Friday, October 1, 2010

How Does Google Find What You Want?

Most people do not understand how Google finds what they want.  Here's how.
First it must be understood that Google was NOT the first search engine for the web.  Here are a list of the 57 different search engines since the beginning of the Internet with such strange names as Dogpile, GenieKnows and ChaCha.  Google started in 1998.  Today people search it about 91,000,000 times per day, which is about 1,053 searches a second.

When you search on Google it does not search the entire internet.  It searches its index of pages and lists them according to what is called "PageRank."  PageRank was named after Larry Page one of the founders of Google.  PageRank is a trademark of Google and is a "link analysis algorithm."  An algorithm is a step by step problem solving procedure programmed for a computer.  Link analysis looks for associations between objects.  I am sure this diagram will clear things right up for those who are not programmers or math majors:

For those who MIGHT want a slightly simpler explanation for the process there is this video:
So the steps that happen in seconds are the following (this explanation with the accompanying diagram I have taken from this excellent site):
1.  Google's web crawler named googlebot finds and retrieves the pages on the web
2.  Google Indexer sorts the pages alphabetically by search term and an entry which sotres the list of documents where term appears and the location of the term within the text
3.  Google's Query Processor evaluates your search and matches it to the relevant documents.  The PageRank orders the pages that match in order of importance using over 100 factors to determine the rank which includes the popularity of the page (i.e., how many others have clicked on it doing the same search).  This is an over simplistic explanation.  The formulas that Google uses for this calculation are closely guarded and are constantly improved.

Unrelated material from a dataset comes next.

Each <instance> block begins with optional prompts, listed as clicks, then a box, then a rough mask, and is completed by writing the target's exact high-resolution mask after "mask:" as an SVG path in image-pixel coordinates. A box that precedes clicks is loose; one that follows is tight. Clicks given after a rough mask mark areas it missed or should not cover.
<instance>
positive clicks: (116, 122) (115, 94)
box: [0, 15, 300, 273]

Google uses what is called "machine-learning" techniques to automatically improve its understanding of relationship and associations within the stored information in the pages it has indexed.  This is how it learned to correct your spelling when you mistype a word in a search.

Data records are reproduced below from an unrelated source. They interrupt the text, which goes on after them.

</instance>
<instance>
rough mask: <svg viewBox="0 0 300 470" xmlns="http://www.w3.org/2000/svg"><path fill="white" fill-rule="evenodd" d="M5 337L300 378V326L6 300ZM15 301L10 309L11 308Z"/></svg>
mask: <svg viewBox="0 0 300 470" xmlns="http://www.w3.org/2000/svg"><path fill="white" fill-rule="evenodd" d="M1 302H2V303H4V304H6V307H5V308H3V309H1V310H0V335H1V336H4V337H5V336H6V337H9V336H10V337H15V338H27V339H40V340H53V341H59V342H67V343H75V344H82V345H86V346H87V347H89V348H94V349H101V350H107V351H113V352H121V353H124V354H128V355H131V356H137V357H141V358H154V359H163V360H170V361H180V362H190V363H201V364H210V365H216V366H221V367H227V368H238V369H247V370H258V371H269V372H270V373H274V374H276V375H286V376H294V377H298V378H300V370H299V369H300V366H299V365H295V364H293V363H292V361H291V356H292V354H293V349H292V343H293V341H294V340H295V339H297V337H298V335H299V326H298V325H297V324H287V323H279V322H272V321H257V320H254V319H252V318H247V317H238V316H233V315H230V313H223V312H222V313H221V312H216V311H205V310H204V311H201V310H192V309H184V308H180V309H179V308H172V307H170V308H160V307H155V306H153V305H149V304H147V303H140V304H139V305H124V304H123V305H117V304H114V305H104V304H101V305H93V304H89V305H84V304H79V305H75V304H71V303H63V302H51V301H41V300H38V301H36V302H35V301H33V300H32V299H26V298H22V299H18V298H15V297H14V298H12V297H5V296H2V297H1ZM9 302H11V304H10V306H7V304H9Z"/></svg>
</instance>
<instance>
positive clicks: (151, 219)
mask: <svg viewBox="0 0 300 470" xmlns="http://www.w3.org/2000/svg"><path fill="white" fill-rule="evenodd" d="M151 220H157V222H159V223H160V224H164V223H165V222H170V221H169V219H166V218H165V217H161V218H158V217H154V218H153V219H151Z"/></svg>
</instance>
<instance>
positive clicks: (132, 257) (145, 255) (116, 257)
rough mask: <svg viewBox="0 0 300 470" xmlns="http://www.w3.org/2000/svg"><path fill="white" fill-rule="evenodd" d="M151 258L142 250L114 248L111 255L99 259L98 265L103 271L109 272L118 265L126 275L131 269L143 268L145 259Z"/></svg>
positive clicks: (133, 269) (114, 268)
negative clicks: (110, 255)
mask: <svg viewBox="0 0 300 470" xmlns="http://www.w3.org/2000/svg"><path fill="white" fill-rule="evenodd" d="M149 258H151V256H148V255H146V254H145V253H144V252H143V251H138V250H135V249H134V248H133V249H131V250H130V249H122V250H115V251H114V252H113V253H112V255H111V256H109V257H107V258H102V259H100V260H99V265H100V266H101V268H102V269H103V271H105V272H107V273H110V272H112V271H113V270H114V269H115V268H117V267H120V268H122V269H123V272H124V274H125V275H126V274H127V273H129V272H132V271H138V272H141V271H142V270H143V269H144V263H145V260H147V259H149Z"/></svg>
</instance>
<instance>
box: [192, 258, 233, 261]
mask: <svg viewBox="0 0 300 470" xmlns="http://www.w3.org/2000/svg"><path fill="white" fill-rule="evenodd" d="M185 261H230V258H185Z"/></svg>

Although this might appear to resemble artificial intelligence it isn't.  It is simply very clever programming combined with exhaustive trial and error by google's computers until it statistically gets it right, whether this be spelling or even language translation.  This might explain why Google is such a wealthy company.

1 comment:

Jeremiah Bilas said...

I actually remember Dogpile, I remember using one called hotbot a lot also, until I realized it was terrible. But let me come to the defense of Google, you end this article denying google's search abilities as AI and I think that wrong. It took a lot of trial and error to evolve our intelligence, and the process sounds very much like our neural network. certain nurons strengthened when repeatedly accessed while others are left to weaken or die when not accessed. Just because we understand how it works doesn't mean we should deny its intelligence. One day we will also understand all the workings of our own intelligence.